Whitepaper : I Do Declare

Most of us began programming in procedural languages. But SQL is a declarative language. Chris Date described the difference as “What, not How” in one of his books. SQL has three sub-languages; the DDL or Data Definition Language, the DML or Data Manipulation Language and the DCL or Data Control Language.

The DCL is the sub-language where we control user and admin access to the database. It is a procedural language whose major commands are GRANT (give a privilege to a user) and REVOKE (remove a privilege from a user). SQL Server also has a DENY command that permanently blocks a user’s access to a database resource. This sub-language is the smallest and the one that nobody learns in school.

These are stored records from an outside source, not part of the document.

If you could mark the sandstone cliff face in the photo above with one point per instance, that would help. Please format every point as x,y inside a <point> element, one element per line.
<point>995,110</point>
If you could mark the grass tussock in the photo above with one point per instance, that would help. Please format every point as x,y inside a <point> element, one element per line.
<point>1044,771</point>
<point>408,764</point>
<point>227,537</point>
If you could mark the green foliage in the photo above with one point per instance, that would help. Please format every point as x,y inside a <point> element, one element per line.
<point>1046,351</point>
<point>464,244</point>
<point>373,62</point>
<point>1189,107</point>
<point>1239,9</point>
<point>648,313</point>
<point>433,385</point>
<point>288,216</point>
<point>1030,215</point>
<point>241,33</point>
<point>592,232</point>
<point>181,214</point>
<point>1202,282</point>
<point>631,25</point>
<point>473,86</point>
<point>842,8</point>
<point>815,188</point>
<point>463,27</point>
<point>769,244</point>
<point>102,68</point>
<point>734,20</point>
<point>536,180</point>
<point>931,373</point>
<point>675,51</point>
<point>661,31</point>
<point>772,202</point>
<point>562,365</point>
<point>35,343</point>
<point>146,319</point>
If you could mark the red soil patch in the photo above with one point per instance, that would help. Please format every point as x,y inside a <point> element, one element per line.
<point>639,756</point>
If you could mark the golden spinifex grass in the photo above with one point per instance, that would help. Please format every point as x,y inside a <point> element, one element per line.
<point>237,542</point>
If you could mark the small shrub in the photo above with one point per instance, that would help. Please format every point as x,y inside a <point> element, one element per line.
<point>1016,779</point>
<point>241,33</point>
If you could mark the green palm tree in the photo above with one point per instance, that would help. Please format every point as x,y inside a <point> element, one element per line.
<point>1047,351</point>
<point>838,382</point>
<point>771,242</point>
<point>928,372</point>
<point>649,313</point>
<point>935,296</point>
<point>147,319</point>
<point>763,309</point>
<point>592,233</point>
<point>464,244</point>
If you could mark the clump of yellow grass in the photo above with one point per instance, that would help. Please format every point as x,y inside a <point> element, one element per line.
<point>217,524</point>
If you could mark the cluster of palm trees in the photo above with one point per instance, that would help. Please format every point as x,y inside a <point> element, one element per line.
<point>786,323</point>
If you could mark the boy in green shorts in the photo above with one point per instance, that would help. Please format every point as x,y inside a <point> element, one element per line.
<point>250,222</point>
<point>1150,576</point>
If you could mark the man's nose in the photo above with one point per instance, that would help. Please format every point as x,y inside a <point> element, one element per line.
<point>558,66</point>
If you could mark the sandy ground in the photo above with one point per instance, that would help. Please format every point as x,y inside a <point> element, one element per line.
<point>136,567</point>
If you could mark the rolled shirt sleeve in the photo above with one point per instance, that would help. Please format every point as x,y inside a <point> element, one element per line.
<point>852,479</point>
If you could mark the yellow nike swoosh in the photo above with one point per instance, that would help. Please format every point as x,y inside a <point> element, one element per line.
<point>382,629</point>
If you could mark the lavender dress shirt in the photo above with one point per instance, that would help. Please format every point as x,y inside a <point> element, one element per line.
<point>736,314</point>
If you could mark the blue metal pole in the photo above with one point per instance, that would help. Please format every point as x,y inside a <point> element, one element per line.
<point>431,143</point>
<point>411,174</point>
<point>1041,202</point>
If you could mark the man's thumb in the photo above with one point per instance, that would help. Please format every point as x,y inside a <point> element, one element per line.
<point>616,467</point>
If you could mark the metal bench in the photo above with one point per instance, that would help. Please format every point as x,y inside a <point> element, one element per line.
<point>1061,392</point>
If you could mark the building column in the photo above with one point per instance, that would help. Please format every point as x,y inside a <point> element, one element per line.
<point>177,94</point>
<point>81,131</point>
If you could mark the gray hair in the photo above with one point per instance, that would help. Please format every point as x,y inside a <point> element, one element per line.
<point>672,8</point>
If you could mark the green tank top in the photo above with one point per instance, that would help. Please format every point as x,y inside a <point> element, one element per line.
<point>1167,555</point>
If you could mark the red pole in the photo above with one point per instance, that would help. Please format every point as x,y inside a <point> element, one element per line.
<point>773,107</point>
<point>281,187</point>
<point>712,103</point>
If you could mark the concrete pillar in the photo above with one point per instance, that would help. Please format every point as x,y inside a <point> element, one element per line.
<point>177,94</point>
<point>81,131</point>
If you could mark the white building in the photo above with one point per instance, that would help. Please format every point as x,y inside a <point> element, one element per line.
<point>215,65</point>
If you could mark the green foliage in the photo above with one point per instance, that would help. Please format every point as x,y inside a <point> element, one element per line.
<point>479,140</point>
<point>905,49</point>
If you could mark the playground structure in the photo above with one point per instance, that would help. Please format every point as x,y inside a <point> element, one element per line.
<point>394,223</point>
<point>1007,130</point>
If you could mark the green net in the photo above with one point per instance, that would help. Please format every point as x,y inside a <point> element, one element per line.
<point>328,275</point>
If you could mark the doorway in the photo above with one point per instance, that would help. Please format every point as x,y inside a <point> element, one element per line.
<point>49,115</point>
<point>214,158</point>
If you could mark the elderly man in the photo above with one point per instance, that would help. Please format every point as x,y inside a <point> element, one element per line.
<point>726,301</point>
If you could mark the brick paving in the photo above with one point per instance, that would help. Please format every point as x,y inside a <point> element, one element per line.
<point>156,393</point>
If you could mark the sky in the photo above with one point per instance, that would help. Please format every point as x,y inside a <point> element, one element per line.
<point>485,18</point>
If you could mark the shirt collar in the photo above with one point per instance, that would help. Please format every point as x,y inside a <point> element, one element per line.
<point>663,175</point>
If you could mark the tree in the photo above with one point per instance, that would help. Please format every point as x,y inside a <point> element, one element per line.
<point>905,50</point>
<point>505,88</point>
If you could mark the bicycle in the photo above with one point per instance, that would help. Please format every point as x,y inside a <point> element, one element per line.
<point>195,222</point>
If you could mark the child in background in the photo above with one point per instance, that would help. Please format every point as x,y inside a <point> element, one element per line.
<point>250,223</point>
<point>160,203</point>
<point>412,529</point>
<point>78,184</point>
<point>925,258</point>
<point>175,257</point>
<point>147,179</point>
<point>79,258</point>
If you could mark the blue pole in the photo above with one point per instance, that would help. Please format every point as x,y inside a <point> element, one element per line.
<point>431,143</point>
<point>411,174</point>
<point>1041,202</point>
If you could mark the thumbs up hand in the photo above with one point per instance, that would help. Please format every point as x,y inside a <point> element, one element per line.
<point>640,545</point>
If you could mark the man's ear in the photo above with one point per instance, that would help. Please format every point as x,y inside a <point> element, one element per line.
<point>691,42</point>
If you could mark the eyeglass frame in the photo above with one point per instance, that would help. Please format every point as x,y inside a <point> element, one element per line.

The DML is where you do the queries that return the data from the schema (SELECT) and statements that change the data (for users UPDATE, INSERT, DELETE, and for admin use ALTER, DROP, CREATE) in the schema. This is where we spend most of our time, both in the classroom and on the job.

The DDL gets some attention in the classroom, but most working programmers are not allowed to add or remove schema objects. This is an administrative power, as it should be. I have worked in a shop where everyone could do an ALTER TABLE and seen the chaos that an unpredictable schema creates. But most of the hard work in SQL should be done in the DDL.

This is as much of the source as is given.